BU Guarantees Admission if Applicants Spend Their First Semester in the Hamster Wheels Powering CDS

By Sadie Shelkey

In today’s ever-competitive college admissions landscape, BU has quietly launched a new program offering admission to students who spend their first semester running on human-sized hamster wheels powering the new Center for Computing and Data Sciences.

According to a parent whistleblower, in addition to the standard rejection, admission, and guaranteed transfer letters, some prospective students received a letter offering them admission to the school after a semester in a special “work-study” program. During orientation, however, these students were allegedly singled out and taken to a secret room in CDS to be trained in “the way of the wheel.”

As Boston’s largest green building, according to some metric apparently somewhere, the Center for Computing and Data Sciences boasts that they use no fossil fuels to power the building. They claim that “closed-loop geothermal wells provide heating and cooling.” A Google search revealed, however, that these sound super fake, while human-powered hamster wheels is a legitimate concept that has been explored by multiple youtubers over the years. 

“I think this new program is preying on desperate students who have been told that they need to get into an elite college to succeed,” said current BU senior Lucy Wagner. “Like, ‘prestige’ is fake and college is a business. And if it gives my ego a little boost when I see a 17 year old on TikTok get rejected?
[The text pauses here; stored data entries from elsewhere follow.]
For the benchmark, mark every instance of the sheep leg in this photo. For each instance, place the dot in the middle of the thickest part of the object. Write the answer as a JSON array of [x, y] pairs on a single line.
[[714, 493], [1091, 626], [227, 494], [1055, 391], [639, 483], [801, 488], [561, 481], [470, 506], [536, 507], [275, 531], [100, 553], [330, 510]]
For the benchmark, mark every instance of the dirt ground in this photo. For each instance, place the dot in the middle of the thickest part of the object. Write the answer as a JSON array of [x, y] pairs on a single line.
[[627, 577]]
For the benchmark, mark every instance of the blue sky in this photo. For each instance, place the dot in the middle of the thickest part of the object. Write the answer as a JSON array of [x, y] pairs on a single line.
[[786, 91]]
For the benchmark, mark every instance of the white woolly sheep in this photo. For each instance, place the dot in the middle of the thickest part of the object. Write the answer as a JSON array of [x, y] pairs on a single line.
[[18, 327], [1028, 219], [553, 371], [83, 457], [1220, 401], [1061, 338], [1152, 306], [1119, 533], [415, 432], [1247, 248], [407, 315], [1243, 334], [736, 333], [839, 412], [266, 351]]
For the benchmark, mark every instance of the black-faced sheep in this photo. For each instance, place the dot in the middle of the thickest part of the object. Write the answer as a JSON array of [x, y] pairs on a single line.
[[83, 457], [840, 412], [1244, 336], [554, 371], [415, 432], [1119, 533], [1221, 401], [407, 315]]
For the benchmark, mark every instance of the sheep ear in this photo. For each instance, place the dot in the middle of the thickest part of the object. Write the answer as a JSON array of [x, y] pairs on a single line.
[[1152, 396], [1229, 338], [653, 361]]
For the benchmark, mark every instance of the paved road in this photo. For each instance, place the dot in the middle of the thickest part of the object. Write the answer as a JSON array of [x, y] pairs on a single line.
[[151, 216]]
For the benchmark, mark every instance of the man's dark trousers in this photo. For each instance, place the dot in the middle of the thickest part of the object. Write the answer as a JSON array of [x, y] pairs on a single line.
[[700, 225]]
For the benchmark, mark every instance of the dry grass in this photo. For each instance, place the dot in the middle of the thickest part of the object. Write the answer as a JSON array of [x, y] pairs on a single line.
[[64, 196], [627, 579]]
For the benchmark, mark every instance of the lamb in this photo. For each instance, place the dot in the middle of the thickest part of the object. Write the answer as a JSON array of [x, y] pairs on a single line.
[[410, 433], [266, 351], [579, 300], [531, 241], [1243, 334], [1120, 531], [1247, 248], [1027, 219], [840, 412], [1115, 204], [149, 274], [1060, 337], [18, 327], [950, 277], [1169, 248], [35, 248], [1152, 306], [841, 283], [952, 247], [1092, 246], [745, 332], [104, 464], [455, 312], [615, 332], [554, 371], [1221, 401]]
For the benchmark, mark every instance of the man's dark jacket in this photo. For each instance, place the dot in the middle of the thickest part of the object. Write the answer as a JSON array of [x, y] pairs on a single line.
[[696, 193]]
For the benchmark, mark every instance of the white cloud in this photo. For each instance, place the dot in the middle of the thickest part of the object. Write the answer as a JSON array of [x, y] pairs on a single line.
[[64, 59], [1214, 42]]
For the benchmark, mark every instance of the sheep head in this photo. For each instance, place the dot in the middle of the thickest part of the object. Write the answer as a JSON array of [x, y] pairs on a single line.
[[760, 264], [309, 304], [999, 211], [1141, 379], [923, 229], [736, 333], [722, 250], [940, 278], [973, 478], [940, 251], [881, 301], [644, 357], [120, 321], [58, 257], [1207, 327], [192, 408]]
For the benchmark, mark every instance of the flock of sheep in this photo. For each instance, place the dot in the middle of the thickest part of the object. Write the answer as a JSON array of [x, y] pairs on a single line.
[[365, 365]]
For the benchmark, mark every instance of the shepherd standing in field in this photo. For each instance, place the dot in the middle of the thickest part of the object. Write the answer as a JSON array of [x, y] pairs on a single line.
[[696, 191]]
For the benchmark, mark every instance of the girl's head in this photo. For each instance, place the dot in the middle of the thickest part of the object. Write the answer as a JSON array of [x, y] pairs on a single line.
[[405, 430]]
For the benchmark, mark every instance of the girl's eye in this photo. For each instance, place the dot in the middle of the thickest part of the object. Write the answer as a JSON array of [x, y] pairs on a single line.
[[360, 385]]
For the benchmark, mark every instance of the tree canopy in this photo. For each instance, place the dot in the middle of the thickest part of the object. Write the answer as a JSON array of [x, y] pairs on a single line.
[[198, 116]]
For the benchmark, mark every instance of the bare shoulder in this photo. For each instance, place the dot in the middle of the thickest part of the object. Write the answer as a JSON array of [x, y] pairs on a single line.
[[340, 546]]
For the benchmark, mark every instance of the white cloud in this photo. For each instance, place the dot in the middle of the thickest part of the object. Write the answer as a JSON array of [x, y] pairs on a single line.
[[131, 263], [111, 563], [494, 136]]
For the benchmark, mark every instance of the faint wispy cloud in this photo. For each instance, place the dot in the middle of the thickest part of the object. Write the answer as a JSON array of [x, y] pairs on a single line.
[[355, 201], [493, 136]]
So what… that’s irrelevant.”

BU declined to comment on the existence of such a program, but completing a secret knock on the back wall of the gender-neutral bathroom in the CDS basement granted me access to the hidden chamber.

I walked down a steep flight of stairs into a large open room that housed around a hundred human-sized hamster wheels, I lurked in the shadows for a while, creeping around to remain unnoticed. I observed the students as they ran until an alarm sounded, queuing them to switch places with a new batch of students that seemed to emerge out of nowhere.

I managed to catch a few on their way out to get their comments on the program before sneaking out with the shift change, undetected. “I’ve actually made some of my closest friends here, through the shared joy of manual labor. And I don't have to worry about finding a machine at FitRec,” said a student who wishes to remain anonymous. “I honestly don’t blame BU for trying to get the most dedicated students here… Maybe move us to a higher floor though, I think the lack of vitamin D is starting to affect my performance.”

Another student, Justin Diaz, shared similar sentiments. “I mean, BU is my dream school. Well— it became my dream school when NYU rejected me. I don't know why the administration is being so hush-hush about this. In today’s college admissions landscape, this is a once-in-a-lifetime opportunity more schools should adopt!”